Enter. Life Ins. Co. v. Ariz. Dep’t of Ins. (3/26/2020)

May 18, 2020

Arizona Court of Appeals Division One holds that A.R.S. § 23-1380 does not authorize the Department of Insurance to require a health insurer to discontinue all coverage when the insurer ceases to offer some coverage.

Two companies provided health insurance policies that were exempt from the requirements of the Patient Protection and Affordable Care Act (“ACA”) because they were sold before the ACA was enacted (“grandfathered” policies) or after it was enacted but before it went into effect (“transitional” policies).  The companies renewed these policies and also filed rates with the Department of Insurance to offer new, ACA-compliant policies.  However, no customers purchased the new policies, and the companies ceased offering them.  The Department asserted that the companies had thereby exited the individual market and directed them to terminate their grandfathered and transitional policies.
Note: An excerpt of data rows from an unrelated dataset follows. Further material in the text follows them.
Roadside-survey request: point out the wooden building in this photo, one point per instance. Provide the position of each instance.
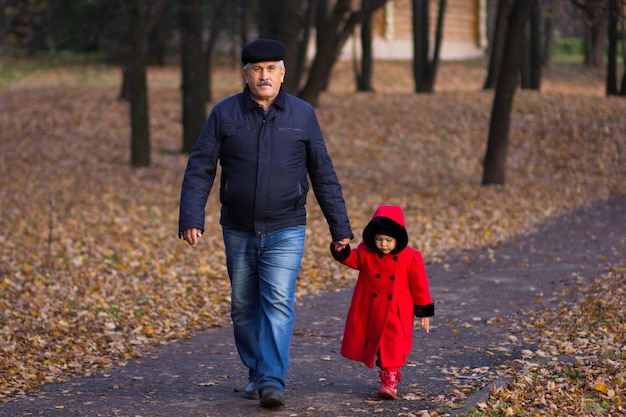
(465, 30)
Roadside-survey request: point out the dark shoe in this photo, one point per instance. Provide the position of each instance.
(251, 392)
(272, 397)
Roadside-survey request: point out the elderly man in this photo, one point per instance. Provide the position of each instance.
(269, 145)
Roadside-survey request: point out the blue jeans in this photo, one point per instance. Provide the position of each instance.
(263, 271)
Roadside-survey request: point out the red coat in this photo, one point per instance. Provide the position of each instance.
(390, 289)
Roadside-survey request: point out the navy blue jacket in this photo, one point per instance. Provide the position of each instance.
(264, 160)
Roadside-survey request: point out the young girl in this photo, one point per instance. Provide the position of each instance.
(392, 286)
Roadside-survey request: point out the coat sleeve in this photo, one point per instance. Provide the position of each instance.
(420, 290)
(325, 183)
(199, 176)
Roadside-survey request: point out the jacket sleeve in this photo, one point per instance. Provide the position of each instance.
(199, 176)
(420, 290)
(342, 255)
(325, 183)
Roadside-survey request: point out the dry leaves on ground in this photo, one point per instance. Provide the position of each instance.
(92, 272)
(579, 368)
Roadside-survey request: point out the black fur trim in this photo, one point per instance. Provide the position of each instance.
(424, 311)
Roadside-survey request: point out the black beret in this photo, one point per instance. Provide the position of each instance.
(263, 50)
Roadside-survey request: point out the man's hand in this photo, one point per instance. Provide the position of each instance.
(191, 235)
(340, 244)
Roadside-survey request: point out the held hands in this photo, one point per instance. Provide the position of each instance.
(340, 244)
(191, 236)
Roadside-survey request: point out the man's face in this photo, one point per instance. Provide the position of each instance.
(264, 80)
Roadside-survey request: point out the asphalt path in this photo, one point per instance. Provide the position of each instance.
(483, 299)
The companies appealed to the Office of Administrative Hearings.  The ALJ ruled in the companies’ favor, but the Department rejected the ALJ’s decision and barred the companies from the Arizona individual health insurance market for 5 years pursuant to A.R.S. § 20-1380.  The superior court affirmed and the companies appealed again.

Section 20-1380(D) provides that “[i]f a health care insurer elects to discontinue offering all health insurance coverage in the individual market in this state, the health care insurer may discontinue that coverage only if” the insurer provides notice to the Department of Insurance and its existing customers and discontinues all individual coverage in Arizona.  The Department argued that when an insurer ceases to offer new coverage in the market, § 20-1380(D) authorizes the Department to order the insurer to discontinue all coverage, while § 20-1380(E) authorizes the Department to revoke the insurers’ ability to do business in the state for 5 years. 

The Court of Appeals rejected this reasoning and vacated the Department’s order.  Based on the purpose of the statute and its permissive language, the Court explained that § 20-1380 provides a checklist of an insurer when the insurer decides to discontinue “all” coverage (i.e., new and existing coverage).  An insurer’s decision not to offer new coverage does not allow the Department to force an insurer to discontinue existing coverage. 

The Court also rejected the Department’s argument that the authority it sought was necessary or implied.  The purpose of the statute is to protect insureds, but the Department’s order would have had the opposite result by forcing the companies to terminate coverage that insureds wanted to keep.  More broadly, the Court reminded the Department that its powers are limited to those granted by statute and that its attempt to venture beyond that grant violated the separation of powers.

Judge Morse delivered the opinion of the court; Judges Weinzweig and Perkins joined.